Given an array of positive integers, what's the most efficient algorithm to find non-consecutive elements from this array which, when added together, produce the maximum sum?

Answer 1

Dynamic programming? Given an array A[0..n], let M(i) be the optimal solution using the elements with indices 0..i. Then M(-1) = 0 (used in the recurrence), M(0) = A[0], and M(i) = max(M(i - 1), M(i - 2) + A[i]) for i = 1, ..., n. M(n) is the solution we want. This is O(n). You can use another array to store which choice is made for each subproblem, and so recover the actual elements chosen.

Answer 2

Let A be the given array and Sum be another array such that Sum[i] represents the maximum sum of non-consecutive elements from arr[0]..arr[i].

We have:

Sum[0] = arr[0] Sum[1] = max(Sum[0],arr[1]) Sum[2] = max(Sum[0]+arr[2],Sum[1]) ... Sum[i] = max(Sum[i-2]+arr[i],Sum[i-1]) when i>=2 

If size is the number of elements in arr then sum[size-1] will be the answer.

One can code a simple recursive method in top down order as:

int sum(int *arr,int i) {         if(i==0) {                 return arr[0];         }else if(i==1) {                 return max(arr[0],arr[1]);         }         return max(sum(arr,i-2)+arr[i],sum(arr,i-1)); } 

The above code is very inefficient as it makes exhaustive duplicate recursive calls.
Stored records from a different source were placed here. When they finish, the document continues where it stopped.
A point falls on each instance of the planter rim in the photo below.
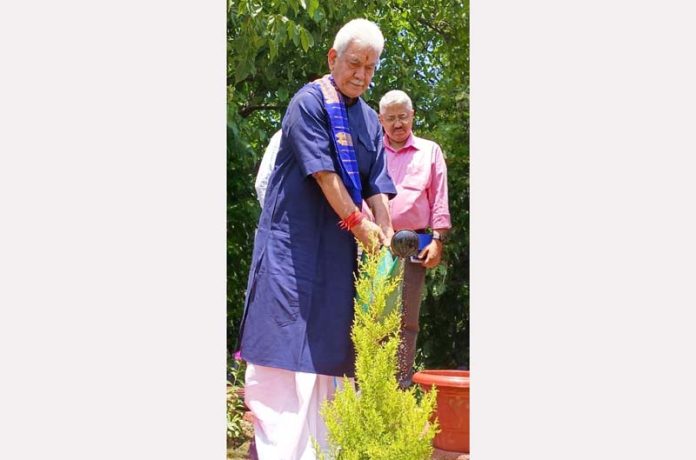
(442, 378)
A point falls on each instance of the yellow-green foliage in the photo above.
(378, 421)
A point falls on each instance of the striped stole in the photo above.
(342, 140)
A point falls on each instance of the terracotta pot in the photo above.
(452, 406)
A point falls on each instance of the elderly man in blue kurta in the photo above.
(299, 308)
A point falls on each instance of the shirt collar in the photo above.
(409, 145)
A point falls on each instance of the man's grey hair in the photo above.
(359, 29)
(395, 96)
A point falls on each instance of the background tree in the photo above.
(275, 47)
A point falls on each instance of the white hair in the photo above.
(395, 96)
(359, 29)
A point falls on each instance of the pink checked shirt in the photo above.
(419, 172)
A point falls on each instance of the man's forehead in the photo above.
(359, 50)
(397, 107)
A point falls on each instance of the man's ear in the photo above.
(332, 58)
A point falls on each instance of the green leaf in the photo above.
(312, 7)
(304, 39)
(291, 30)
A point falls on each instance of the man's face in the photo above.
(397, 121)
(354, 68)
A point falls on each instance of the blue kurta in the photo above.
(299, 305)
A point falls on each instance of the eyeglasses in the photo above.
(403, 118)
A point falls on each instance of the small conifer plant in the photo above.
(378, 421)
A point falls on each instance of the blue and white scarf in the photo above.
(335, 105)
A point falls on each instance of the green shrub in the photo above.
(235, 403)
(379, 421)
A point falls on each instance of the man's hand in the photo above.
(432, 254)
(369, 234)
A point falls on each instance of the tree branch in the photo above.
(249, 109)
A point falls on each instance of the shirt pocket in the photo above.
(416, 177)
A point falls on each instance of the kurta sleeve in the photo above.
(308, 133)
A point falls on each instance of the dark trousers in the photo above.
(411, 292)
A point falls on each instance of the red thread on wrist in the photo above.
(351, 220)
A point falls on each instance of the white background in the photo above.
(112, 230)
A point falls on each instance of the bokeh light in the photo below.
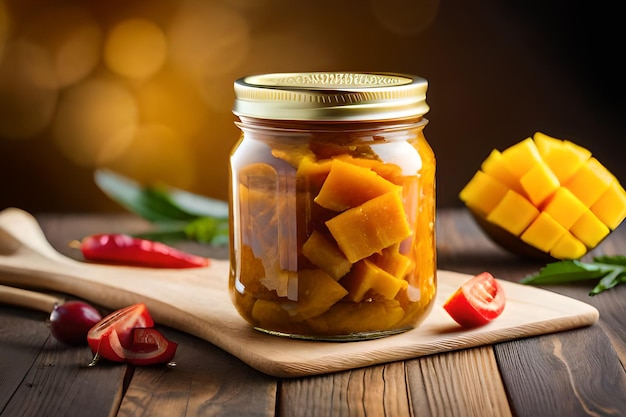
(70, 37)
(157, 154)
(146, 87)
(95, 122)
(172, 100)
(208, 38)
(27, 95)
(135, 48)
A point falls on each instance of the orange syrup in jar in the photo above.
(332, 205)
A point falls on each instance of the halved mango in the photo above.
(325, 254)
(559, 203)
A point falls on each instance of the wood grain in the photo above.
(377, 390)
(196, 301)
(573, 359)
(460, 383)
(206, 381)
(56, 382)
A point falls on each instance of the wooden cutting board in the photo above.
(196, 301)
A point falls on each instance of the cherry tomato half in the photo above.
(122, 322)
(149, 347)
(477, 302)
(127, 335)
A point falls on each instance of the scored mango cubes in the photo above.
(547, 193)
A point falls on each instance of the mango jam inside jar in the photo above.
(332, 205)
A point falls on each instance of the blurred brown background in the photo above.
(144, 87)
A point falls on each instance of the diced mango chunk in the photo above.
(514, 213)
(370, 227)
(482, 193)
(539, 183)
(543, 232)
(521, 157)
(325, 254)
(349, 185)
(611, 206)
(348, 317)
(563, 157)
(495, 166)
(548, 193)
(392, 261)
(568, 247)
(317, 292)
(564, 207)
(590, 182)
(589, 229)
(365, 277)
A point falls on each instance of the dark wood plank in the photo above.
(56, 382)
(461, 383)
(574, 373)
(23, 334)
(205, 381)
(373, 391)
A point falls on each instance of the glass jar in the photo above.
(332, 205)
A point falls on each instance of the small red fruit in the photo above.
(477, 302)
(70, 322)
(127, 335)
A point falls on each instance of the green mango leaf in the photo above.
(177, 214)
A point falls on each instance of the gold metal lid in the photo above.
(331, 96)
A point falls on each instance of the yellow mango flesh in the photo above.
(325, 254)
(349, 185)
(370, 227)
(366, 277)
(548, 194)
(483, 185)
(563, 157)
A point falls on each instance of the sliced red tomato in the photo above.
(149, 347)
(127, 335)
(477, 302)
(122, 322)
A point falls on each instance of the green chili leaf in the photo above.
(609, 270)
(177, 214)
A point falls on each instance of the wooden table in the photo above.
(579, 372)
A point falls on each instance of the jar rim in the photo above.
(331, 96)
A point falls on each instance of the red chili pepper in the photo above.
(128, 250)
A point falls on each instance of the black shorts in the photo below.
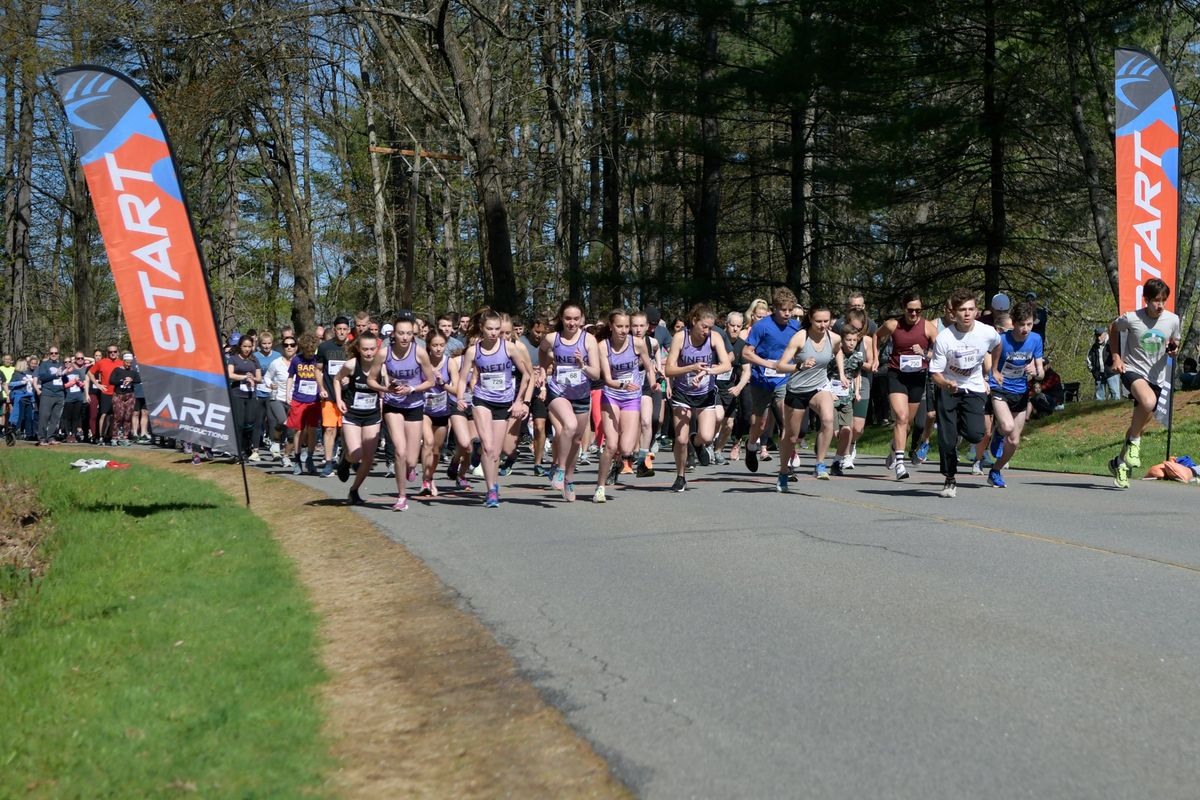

To avoid this we use memoization by using an auxiliary array called sum as:

int sum(int *arr,int size) {         int *sum = malloc(sizeof(int) * size);         int i;          for(i=0;i<size;i++) {                 if(i==0) {                         sum[0] = arr[0];                 }else if(i==1) {                         sum[1] = max(sum[0],arr[1]);                 }else{                         sum[i] = max(sum[i-2]+arr[i],sum[i-1]);                 }         }             return sum[size-1]; } 

Which is O(N) in both space and time.